Jeffrey Whitmore has provided an example of 55-word stories that is an amazing example of all the right things to do in writing. At this abbreviated length, prose becomes poetry, where every word counts, packs a punch, and together, they bespeak a past, a present, a future, build characters, interpersonal relationships, love, lust, betrayal, jealousy, hubris, and a delightful twist. How many aspiring writers, and even professionals, ever approach this paragon of penmanship? I dare say far too few... I've cursorily scoured the web for other examples in this genre, and while they are plentiful, they are mostly dismal failures. So go ahead, punk. Try it...
Bedtime Story
"Careful, honey, it's loaded," he said, reentering the bedroom.
Her back rested against the headboard. "This for your wife?"
"No. Too chancy. I'm hiring a professional."
"How about me?"
He smirked. "Cute. But who'd be dumb enough to hire a lady hit man?"
She wet her lips, sighting along the barrel.
"Your wife."
¡ª Jeffrey Whitmore
From "The World's Shortest Stories"
- Re: What makes powerful poetry, prose?posted on 01/13/2010
thanks, yoni...
great story...but my problems is not that, i have problem to elaborate the details, and i am most frustrated with dialogue... - posted on 01/14/2010
The key to powerful writing, I am told, is this: Do not tell. Show.
Examine the short story dialog: the characters reveal truths in their dialog. They require no further elaboration, as the reader is smart enough to infer the past and future, the quality of the relationships, the tensions, the characters' goals and intensions, plans for the future, interrelationships with each other,
all from the dialog. Additionally, a few key words describing the SETTING also tell volumes. He RE-ENTERS the BEDROOM. SHE sits against the headboard. She mentions his wife.
From three short phrases, the reader now knows the whole history leading up to this moment, filling in all the details themselves. To every reader, those details will differ somewhat, but you the writer don't have to spell them out, to tell them. In fact, the more you demand your readers fill in the details themselves, the more vividly they will imagine the story, and the more real it will become for them, the more exciting they will find it. It is much like the stories we tell ourselves about a new love interest we know little about, even without realizing we are doing it. We know just a little about them and our minds fill in all the blanks from our own imaginations and wishes and desires based on just the few clues we have been given. It is extremely common that as soon as we learn the real details, that the person becomes much less interesting, less exciting to us. It is always more engaging to image what the details might be from a few clues, than to be beaten into submission by the author giving too many. This is similar to the appeal of the mystery genre...

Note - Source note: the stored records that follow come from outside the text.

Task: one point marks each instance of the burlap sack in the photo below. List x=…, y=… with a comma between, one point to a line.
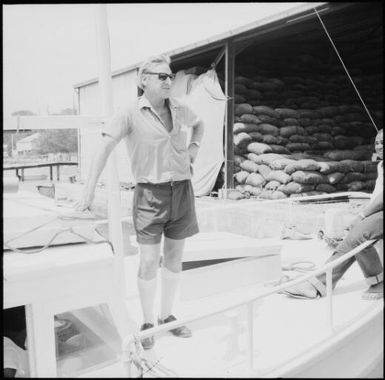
x=269, y=158
x=278, y=148
x=334, y=178
x=242, y=139
x=249, y=166
x=326, y=188
x=255, y=180
x=351, y=166
x=272, y=185
x=241, y=176
x=265, y=110
x=304, y=164
x=242, y=108
x=309, y=177
x=287, y=112
x=258, y=148
x=271, y=120
x=269, y=140
x=250, y=118
x=277, y=175
x=268, y=129
x=295, y=188
x=254, y=157
x=264, y=170
x=297, y=146
x=280, y=163
x=238, y=159
x=291, y=121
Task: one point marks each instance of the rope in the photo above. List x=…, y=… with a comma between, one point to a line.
x=346, y=70
x=70, y=229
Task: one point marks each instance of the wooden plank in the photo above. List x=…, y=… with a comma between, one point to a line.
x=222, y=245
x=229, y=149
x=20, y=123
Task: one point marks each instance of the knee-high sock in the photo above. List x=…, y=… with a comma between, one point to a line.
x=170, y=281
x=147, y=291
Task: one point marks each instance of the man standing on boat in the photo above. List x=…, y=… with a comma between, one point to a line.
x=367, y=226
x=155, y=130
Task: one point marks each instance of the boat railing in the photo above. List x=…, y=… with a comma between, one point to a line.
x=249, y=303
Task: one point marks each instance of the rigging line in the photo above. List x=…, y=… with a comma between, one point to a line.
x=347, y=72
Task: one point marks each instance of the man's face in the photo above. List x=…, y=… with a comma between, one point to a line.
x=158, y=85
x=378, y=145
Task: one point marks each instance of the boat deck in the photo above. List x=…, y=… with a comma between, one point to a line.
x=283, y=327
x=285, y=330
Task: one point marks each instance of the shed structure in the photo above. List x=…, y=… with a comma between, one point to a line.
x=270, y=45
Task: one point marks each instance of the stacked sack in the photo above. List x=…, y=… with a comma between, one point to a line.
x=293, y=137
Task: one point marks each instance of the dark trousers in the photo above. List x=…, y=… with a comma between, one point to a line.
x=368, y=259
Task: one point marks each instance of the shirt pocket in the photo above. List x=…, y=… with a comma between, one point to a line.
x=179, y=141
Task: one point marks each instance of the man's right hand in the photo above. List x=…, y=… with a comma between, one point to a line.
x=85, y=202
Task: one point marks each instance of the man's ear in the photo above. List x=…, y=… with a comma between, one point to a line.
x=144, y=81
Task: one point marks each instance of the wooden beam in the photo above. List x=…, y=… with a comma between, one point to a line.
x=229, y=121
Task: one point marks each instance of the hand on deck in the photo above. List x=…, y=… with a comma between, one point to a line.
x=85, y=202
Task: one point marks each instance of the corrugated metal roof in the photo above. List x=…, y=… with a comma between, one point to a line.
x=221, y=38
x=30, y=138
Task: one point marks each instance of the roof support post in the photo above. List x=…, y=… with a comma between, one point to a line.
x=229, y=117
x=113, y=186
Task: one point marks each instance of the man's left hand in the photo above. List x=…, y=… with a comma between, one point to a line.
x=356, y=220
x=193, y=152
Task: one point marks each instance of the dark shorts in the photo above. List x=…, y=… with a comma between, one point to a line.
x=167, y=208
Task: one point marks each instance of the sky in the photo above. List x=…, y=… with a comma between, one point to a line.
x=49, y=48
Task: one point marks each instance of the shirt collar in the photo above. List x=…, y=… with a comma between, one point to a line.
x=144, y=103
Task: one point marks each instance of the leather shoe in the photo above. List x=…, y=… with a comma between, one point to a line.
x=148, y=342
x=181, y=332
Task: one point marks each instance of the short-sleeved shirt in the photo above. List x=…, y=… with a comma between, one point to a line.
x=379, y=182
x=156, y=155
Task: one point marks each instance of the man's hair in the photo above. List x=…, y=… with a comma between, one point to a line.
x=149, y=63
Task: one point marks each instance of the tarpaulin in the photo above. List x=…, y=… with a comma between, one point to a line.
x=206, y=98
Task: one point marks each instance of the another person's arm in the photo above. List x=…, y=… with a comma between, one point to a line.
x=375, y=205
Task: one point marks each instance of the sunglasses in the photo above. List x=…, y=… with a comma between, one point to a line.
x=162, y=76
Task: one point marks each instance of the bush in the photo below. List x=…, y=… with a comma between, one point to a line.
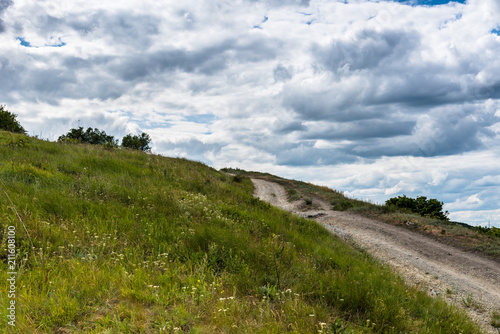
x=421, y=205
x=8, y=121
x=493, y=231
x=137, y=142
x=90, y=136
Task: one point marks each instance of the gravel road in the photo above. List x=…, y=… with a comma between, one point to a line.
x=460, y=277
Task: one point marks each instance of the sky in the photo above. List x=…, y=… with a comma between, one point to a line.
x=374, y=98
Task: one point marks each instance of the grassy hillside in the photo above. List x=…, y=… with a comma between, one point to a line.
x=119, y=241
x=456, y=234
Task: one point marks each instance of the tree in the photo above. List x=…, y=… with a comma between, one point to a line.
x=8, y=121
x=137, y=142
x=89, y=136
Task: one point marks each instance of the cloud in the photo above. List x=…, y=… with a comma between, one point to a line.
x=377, y=98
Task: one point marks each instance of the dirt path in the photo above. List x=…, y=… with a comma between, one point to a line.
x=462, y=278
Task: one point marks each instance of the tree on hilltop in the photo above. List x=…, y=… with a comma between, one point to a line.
x=89, y=136
x=8, y=121
x=137, y=142
x=421, y=205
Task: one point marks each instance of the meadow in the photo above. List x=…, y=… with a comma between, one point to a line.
x=480, y=240
x=112, y=240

Oh, one more thing. In dialog, never use adverbs.... She said hesitantly, he said importantly... yechh! - posted on 01/14/2010
In swimming, the novice chops the water with too many inefficient strokes. They may need 30 or 40 armpull strokes to get across the pool. As they refine their technique, they find that with care and attention, each stroke becomes more effective, and by using strokes carefully, they begin to get more swim for each stroke. Eventually they are using maybe a dozen or so strokes to traverse the pool. They have better flow, and are much easier to watch as well.
In writing, the novice chops the story with too many inefficient words. Consider poetry, whose goal, in good poetry, is to only takes a handful of strokes to traverse the pool. Every single word is painstakingly chosen for its power, its effectiveness, its ability in one breath to evoke a past, set a stage, build imagery, to tell a story in the reader's mind. One word can do all that, and the context, the sequence of such words directs the story, setting, imagery - one effects the next. Carefully stringing such words together evokes emotional responses as well, hopefully powerful ones. It is no trivial task to find and use such words, which is why good poetry is so highly revered, and why bad poetry is so ubiquitous. Really good prose models the same paragon of power, an economy of words that instead of copious in quantity, are copious in quality.
An exercise given to swimmers striving to improve, is to count their strokes across the pool. Then traverse again with one fewer stroke. Then to traverse again with yet another fewer stroke. And so on, 'till they just cannot reduce the strokes further and finish the length. Try the same exercise in writing: pen a paragraph, and then accomplish the same effect, the same story, with one fewer word per sentence, for example. Try to tell the same story with one fewer sentence. Continue to pare, to cull, to replace four ineffective words with a single more powerful one, to replace whole sentences with a single short phrase. Use the 55 story as your comparative paragon, your metric.